When people asked — and everyone asks! — we told them that we wanted to be surprised, that we would be happy with either a boy or a girl, and the baby’s sex – or gender identity- wasn’t important to us.
“People are going to start imposing gender roles on it as soon as it’s born,” I’d tell friends (and strangers, honestly) who asked why we weren’t finding out. “We don’t see any reason to give them a head start.”
Mixed in there along with all the other (valid and true) reasons we didn’t want to find out was my own fear. Ultrasounds are interpreted by human beings, after all, and the baby has to cooperate- and I was terrified of finding out the sex only to get a shock in the delivery room. By not finding out ahead of time, we’d be surprised either way- and all I’d care about at that point, I figured, was that the baby was healthy and OUT OF MY BODY. That it was a boy or a girl would be completely secondary.
My gut, though, told me the baby was a girl, and so I wasn’t remotely surprised when that was what she turned out to be.
When our second baby came along, suddenly both my husband and I changed our minds about learning the sex. I will admit that I was interested for totally prosaic reasons: I wanted to know how much of my hoarded baby clothing I could keep and how much I should think about handing down to my cousin’s baby girl.
Baby No. 2 wasn’t very cooperative, but finally the sonographer told us she’d found an angle that made her confident enough to make a call: It was a girl.
We were thrilled. We picked out a name. We told friends. I held on to the dresses in the crawlspace.
But at the same time, I couldn’t shake a nagging feeling of uncertainty. It just felt… not quite right. As certain as I had been that our first baby was going to be a girl, I was somehow unconvinced that the second one would be. When people asked, I’d tell them, “Well, we’re told it’s a girl.”

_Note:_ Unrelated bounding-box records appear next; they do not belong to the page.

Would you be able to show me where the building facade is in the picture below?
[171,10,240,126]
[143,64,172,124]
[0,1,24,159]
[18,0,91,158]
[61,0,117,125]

Still, for nearly three glorious months, we reveled in the mental image of our family of sisters. And then, in my third trimester, we went back for a follow-up ultrasound to take a second look at some areas where my OB wanted more images.
The ultrasound tech, a different one this time, asked if we knew the sex, and we said yes, we were told she’s a girl.
When she got to the baby’s reproductive system, she became very quiet. Then she said the thing part of me had been waiting to hear for ten weeks:
“I’m sorry. I don’t know how to tell you this. It’s a boy.”
I’m slightly ashamed to admit that I burst into tears.
Our ultrasound tech felt terrible. She’d been working at the clinic for more than 20 years, she told us, and knew of only one other instance of a baby’s sex being misidentified. And once the tears had dried, I did savor the irony. After all my years of doubting ultrasounds because of the rare occurrence of a mistake, as soon as I relaxed, I ended up becoming the statistic I’d been afraid of all along.
Let me be clear here: All I wanted was a healthy baby. Boy, girl — that didn’t really matter. But I’d spent almost three months building an image in my head of a family of girls. I imagined my daughter and her little sister, dressed alike, playing together, sharing a room. I was in love with the name we’d picked out and the little person I’d started envisioning attached to it. And suddenly she was gone.
Then again…she had never been there to begin with. “She” had always been my bubbly, beautiful, sociable little boy, who despite his Y chromosome still dresses like his big sister, plays with her, shares a bedroom with her. He still wears her hand-me-downs (that North Face jacket was expensive, and pink looks amazing with his coloring), he can still go to ballet class, and he provided us with an opportunity to honor the memory of my husband’s favorite uncle by naming our baby after him.